America in March 2026 is a country that lost something this week that it had been losing in pieces for years - the last of a particular generation of movement leaders who understood, from lived experience, what it cost to fight the American power structure and keep fighting anyway after losing.

Jackson lost, many times. He lost the 1984 primary. He lost the 1988 primary. He watched his son go to prison. He watched his health fail him. He watched the party he had tried to push toward justice choose, again and again, the more cautious path. He watched 2016 happen. He watched 2024 happen. He was alive for all of it, Parkinson's slowing his body but not, by most accounts, his understanding of what was happening and what it meant.

And he kept going. That's the thing. He kept going not because he believed everything would work out fine - Jackson was not that kind of optimist - but because he understood that stopping was the only guaranteed way to lose. Hope, in Jackson's theology, was not a feeling. It was a decision. A practice. Something you had to choose every morning in the face of evidence that might argue against it.

Barack Obama understood this when he said, in that church on Thursday, that Jackson inspired people to "take the harder path." The harder path is not the one with the best optics or the cleanest political positioning. The harder path is the one where you keep showing up, keep organizing, keep demanding, even when the wins don't come and the losses stack up and the country elects the man you spent years warning them about.

Kamala Harris understood it too, in her own way - when she told a grieving room that she had seen it coming, and that not having Jackson's guidance made the present moment harder. The admission of loss inside the acknowledgment of foresight. The combination of clear eyes and continuing will.

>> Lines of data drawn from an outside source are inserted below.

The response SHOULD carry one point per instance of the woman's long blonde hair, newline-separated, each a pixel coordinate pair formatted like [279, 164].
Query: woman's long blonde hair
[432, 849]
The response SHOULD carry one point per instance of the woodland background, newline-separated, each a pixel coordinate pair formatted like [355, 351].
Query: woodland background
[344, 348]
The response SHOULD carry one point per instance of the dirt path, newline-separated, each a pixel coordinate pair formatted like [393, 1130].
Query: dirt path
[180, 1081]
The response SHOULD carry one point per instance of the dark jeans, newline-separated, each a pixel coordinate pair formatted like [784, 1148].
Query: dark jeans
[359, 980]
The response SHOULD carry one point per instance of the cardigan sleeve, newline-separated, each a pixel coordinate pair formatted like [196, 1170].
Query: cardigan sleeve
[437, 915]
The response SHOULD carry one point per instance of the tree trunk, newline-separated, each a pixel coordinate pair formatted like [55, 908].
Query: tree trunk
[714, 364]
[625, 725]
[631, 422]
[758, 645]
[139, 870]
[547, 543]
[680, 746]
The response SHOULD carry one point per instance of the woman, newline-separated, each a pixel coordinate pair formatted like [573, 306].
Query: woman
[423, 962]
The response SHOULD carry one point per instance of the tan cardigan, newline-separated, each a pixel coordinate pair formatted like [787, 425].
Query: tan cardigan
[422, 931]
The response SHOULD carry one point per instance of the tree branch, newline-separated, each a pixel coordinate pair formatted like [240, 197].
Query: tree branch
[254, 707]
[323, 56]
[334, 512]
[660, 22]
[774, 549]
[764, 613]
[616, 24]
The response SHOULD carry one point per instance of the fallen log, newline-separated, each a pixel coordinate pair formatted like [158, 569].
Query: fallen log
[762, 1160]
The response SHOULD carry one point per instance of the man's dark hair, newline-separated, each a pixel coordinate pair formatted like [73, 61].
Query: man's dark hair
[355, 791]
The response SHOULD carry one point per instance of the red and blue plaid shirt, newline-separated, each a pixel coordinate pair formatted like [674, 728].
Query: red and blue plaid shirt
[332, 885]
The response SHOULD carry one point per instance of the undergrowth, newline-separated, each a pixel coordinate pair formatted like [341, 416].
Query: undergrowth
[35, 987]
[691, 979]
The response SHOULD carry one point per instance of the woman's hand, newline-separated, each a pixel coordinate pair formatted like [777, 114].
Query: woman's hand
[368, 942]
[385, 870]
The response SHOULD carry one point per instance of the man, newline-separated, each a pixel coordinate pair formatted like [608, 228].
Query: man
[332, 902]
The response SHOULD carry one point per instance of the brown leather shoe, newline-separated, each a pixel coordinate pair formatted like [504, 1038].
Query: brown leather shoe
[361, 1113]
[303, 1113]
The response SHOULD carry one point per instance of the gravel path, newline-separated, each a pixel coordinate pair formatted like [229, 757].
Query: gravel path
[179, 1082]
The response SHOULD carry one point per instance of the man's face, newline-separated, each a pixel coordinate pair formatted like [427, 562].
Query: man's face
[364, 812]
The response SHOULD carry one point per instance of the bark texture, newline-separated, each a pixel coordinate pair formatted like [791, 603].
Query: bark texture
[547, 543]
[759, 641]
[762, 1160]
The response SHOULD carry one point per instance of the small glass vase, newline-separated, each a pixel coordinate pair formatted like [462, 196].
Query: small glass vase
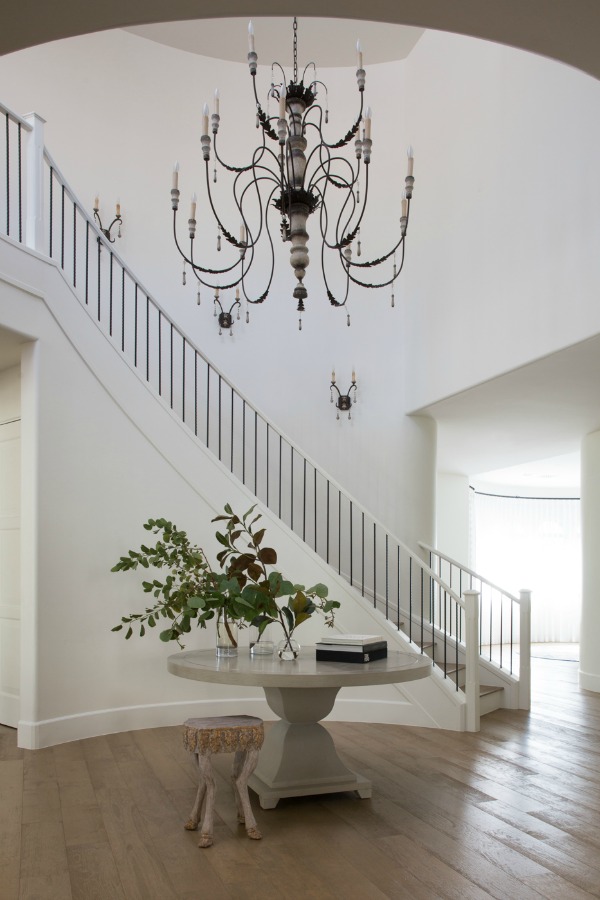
[261, 644]
[227, 635]
[288, 648]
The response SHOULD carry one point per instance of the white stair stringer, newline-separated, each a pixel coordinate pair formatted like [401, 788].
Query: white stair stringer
[105, 405]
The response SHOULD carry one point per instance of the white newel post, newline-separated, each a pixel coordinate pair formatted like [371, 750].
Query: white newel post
[472, 683]
[34, 223]
[525, 650]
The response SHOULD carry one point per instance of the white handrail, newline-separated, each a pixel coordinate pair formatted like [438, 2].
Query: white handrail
[471, 572]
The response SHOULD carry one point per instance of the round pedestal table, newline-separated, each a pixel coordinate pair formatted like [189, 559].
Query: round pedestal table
[299, 757]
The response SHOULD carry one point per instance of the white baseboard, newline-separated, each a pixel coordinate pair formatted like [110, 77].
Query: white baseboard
[47, 733]
[589, 682]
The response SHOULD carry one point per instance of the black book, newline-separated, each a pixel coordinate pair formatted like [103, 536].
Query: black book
[355, 656]
[351, 648]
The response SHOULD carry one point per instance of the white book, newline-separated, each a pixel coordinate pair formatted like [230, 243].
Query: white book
[357, 640]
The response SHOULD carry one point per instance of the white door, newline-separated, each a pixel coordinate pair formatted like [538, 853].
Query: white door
[10, 569]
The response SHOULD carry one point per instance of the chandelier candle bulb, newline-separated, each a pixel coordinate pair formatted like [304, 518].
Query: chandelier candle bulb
[368, 116]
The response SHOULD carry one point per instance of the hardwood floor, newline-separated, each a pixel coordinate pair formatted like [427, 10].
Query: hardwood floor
[511, 812]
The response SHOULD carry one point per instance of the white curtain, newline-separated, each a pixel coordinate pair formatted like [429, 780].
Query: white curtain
[533, 543]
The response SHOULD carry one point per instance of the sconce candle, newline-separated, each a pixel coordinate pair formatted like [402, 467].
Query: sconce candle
[344, 401]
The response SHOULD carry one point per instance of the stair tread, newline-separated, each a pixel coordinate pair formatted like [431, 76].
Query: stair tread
[485, 689]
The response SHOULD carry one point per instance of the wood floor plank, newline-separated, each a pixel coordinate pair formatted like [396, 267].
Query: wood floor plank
[510, 812]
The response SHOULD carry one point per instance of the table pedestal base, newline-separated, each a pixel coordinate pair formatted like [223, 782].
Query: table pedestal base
[299, 757]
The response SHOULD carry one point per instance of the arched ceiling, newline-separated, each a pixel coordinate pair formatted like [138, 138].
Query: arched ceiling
[565, 30]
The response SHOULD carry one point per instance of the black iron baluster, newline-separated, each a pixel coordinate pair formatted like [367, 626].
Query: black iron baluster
[7, 142]
[398, 590]
[327, 537]
[87, 260]
[219, 419]
[62, 227]
[292, 489]
[410, 597]
[267, 462]
[183, 346]
[51, 212]
[315, 506]
[280, 469]
[135, 313]
[147, 338]
[159, 353]
[232, 397]
[244, 449]
[339, 532]
[171, 364]
[501, 626]
[422, 616]
[196, 393]
[387, 582]
[74, 244]
[99, 286]
[122, 305]
[110, 294]
[20, 181]
[374, 565]
[304, 503]
[207, 405]
[362, 554]
[351, 544]
[255, 452]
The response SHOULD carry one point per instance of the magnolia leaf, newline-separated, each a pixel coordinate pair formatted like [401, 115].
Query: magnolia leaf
[267, 555]
[289, 616]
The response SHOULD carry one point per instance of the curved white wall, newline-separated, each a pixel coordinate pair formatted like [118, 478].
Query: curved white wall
[589, 667]
[501, 264]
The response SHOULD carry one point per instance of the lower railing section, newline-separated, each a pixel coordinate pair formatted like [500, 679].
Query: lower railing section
[504, 634]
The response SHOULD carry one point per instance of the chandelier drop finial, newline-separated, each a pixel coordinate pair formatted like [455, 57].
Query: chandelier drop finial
[284, 175]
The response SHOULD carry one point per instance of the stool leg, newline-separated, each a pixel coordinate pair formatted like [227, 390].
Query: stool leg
[244, 765]
[192, 822]
[205, 766]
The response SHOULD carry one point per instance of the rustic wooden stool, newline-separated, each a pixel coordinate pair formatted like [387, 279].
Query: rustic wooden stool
[242, 735]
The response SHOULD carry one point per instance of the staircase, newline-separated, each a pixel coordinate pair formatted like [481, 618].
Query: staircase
[419, 604]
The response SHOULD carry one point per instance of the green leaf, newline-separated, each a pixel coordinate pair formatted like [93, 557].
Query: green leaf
[267, 555]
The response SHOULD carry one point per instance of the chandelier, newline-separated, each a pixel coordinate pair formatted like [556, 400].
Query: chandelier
[298, 183]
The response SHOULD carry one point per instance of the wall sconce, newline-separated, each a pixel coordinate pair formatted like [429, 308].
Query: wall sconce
[226, 318]
[117, 219]
[344, 401]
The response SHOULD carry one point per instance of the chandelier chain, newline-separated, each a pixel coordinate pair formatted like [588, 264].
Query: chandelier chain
[295, 50]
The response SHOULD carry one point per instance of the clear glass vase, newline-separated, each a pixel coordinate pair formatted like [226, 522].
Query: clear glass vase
[261, 644]
[227, 635]
[288, 648]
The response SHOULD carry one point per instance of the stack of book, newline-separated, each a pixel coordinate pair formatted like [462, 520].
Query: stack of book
[359, 648]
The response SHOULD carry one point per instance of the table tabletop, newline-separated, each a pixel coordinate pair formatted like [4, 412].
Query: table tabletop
[304, 672]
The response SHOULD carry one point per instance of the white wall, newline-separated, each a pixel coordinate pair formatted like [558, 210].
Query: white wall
[101, 454]
[452, 521]
[503, 262]
[503, 229]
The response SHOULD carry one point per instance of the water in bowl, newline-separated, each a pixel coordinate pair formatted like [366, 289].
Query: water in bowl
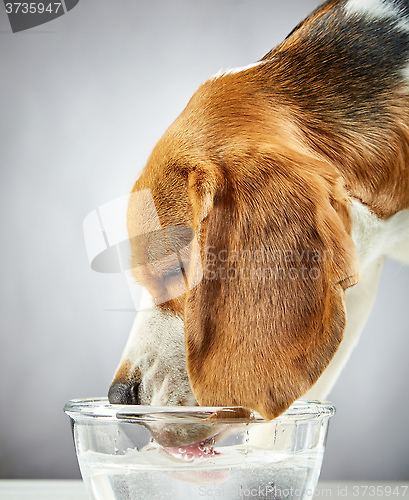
[236, 472]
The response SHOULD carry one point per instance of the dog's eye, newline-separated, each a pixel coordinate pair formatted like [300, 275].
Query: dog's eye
[172, 273]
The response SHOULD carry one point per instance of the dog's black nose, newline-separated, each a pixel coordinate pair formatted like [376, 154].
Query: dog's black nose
[123, 394]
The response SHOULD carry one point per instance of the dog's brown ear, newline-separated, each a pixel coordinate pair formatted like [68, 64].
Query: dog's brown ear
[269, 313]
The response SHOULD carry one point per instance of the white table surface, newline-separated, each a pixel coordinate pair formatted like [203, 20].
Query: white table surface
[25, 489]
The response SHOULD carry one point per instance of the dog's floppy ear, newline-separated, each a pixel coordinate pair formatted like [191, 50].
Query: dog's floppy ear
[269, 313]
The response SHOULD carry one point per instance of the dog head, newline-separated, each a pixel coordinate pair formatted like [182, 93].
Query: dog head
[242, 237]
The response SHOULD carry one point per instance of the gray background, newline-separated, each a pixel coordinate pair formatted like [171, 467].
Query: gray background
[83, 100]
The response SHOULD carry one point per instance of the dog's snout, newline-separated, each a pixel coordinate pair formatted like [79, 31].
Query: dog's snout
[126, 394]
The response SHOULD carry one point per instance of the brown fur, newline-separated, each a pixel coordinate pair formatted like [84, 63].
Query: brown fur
[268, 160]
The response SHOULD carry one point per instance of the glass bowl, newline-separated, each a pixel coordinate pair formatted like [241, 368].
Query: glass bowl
[155, 453]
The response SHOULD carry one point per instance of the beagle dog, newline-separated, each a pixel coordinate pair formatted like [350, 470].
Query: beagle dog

The No Kings movement has been building in American cities for months. Student organizers have been active on campuses. Labor unions are mobilizing against the economic chaos Trump's trade and foreign policies have generated. The connections between these movements are loose, the organizational infrastructure is young, and none of it yet has the coherence or the moral authority that Jackson's Rainbow Coalition carried at its peak.

But it's there. It's moving. And on a cold Thursday in Chicago, thousands of people stood outside a church in the neighborhood where Jesse Jackson had built his life's work, listening through speakers, watching on screens, holding signs that said his name and the name of the future he had pointed toward but never reached.

What happens next belongs to them. That's how it always works. The giants of one generation clear ground that the next generation builds on. The work does not end. It transfers.

Keep hope alive. Not as a slogan. As an instruction.

Sources: BBC News, "US presidents gather to honour Jesse Jackson at memorial service," March 6-7, 2026; Rainbow PUSH Coalition organizational records; Jesse Jackson 1988 DNC speech transcript (available via C-SPAN archive); background reporting from Chicago Tribune historical archives on Operation Breadbasket.